Published: September 20, 2021
TOPSHOT - Mount Cumbre Vieja erupts in El Paso, spewing out columns of smoke, ash and lava as seen from Los Llanos de Aridane on the Canary island of La Palma on September 19, 2021. (Image: DESIREE MARTIN/AFP via Getty Images)

The Cumbre Vieja volcano erupted on Spain’s Canary Islands on Sunday spewing lava, ash and a huge column of smoke following days of increased seismic activity, Reuters reported. 

The eruption forced the evacuation of 5,500 people and destroyed at least 100 houses, authorities said.  

No fatalities or injuries have been reported.

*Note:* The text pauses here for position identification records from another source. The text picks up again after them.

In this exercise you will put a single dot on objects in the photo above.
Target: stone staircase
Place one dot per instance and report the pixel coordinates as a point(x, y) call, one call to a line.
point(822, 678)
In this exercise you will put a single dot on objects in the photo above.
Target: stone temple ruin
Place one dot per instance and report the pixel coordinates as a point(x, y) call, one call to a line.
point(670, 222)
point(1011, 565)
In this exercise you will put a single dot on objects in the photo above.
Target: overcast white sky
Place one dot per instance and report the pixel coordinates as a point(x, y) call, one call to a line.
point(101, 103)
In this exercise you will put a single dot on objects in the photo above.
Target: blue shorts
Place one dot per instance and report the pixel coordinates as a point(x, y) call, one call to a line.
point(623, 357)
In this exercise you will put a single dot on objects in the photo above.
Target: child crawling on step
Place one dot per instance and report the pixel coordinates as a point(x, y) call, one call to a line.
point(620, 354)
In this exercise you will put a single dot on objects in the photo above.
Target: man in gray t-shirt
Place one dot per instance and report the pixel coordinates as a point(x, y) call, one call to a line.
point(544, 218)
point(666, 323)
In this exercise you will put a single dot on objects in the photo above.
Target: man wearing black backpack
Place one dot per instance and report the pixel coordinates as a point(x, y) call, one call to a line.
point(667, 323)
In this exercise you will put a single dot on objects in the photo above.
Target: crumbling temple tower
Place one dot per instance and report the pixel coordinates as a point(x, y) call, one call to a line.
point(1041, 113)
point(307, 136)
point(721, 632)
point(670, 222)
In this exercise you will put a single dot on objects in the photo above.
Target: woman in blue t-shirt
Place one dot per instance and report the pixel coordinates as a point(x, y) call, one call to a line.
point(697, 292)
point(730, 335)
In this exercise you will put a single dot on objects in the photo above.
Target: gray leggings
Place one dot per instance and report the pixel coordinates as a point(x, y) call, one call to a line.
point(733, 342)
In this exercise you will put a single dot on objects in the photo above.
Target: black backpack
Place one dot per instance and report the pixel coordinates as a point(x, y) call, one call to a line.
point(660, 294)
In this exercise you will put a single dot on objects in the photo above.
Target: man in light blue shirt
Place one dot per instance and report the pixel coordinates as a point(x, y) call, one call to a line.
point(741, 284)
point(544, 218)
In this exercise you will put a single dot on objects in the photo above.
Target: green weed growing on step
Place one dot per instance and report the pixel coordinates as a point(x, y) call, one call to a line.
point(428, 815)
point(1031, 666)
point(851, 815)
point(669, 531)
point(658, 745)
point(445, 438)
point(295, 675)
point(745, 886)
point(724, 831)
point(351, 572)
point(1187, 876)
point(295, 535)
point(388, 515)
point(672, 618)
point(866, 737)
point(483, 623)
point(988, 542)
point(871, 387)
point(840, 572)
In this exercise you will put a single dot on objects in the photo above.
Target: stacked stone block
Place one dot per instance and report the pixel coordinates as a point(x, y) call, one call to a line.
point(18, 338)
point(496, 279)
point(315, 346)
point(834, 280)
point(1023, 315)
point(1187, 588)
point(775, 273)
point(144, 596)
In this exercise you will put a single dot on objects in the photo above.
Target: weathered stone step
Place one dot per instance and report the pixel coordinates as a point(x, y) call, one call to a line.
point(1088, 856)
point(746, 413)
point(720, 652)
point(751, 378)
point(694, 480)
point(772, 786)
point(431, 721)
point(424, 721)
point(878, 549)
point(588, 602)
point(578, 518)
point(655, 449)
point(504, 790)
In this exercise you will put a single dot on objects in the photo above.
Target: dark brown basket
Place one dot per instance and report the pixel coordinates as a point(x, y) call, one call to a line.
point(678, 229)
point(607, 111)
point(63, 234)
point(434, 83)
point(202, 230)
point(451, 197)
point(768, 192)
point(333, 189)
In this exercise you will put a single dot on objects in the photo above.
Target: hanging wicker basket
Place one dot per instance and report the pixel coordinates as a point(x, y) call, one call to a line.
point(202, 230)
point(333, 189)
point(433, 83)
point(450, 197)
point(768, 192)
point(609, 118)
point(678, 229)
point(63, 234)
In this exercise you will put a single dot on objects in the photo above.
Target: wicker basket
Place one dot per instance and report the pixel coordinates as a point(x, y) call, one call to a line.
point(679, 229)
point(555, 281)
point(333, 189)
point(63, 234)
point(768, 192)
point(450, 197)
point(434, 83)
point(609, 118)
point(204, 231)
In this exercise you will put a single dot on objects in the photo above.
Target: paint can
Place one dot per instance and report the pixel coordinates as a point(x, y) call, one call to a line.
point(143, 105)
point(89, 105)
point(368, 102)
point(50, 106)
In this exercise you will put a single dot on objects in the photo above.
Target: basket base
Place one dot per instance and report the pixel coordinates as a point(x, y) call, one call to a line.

Streams of molten rock are expected to reach the coast sometime in the evening on Monday, potentially triggering more explosions. The volcano itself is expected to remain active for several days.

The eruption hurled molten rock over the sparsely populated area of La Palma and engulfed forests in flame within the immediate vicinity. 

Eva, a 53-year old tourist from Austria told Reuters, “It was horrible. We felt the earthquake, it started in the morning … Then at 3 in the afternoon the lady from our house came and said ‘you have to pack everything and leave quickly.’”

“We’re happy to go home now,” she said at the airport, boarding a flight back home after cutting her trip short.

Reyes Maroto, the Tourism Minister for the area said the eruption was “a wonderful show” which would attract more tourists. His comments were widely criticized by the opposition at a time when many people had just lost their homes. 

Some tourists who witnessed the eruption disagreed with Maruto with one 55-year old social worker from Salzburg telling Reuters that, “We want to leave as fast as possible.”

Approximately 360 tourists were evacuated from a resort in La Palma and were taken to the nearby island of Tenerife by boat early on Monday, ferry operator Fred Olsen said. 

Cumbre Vieja straddles a ridge in the south of La Palma island and has erupted twice in the 20th century, first in 1949 then again in 1971. This eruption is the first in over 50-years.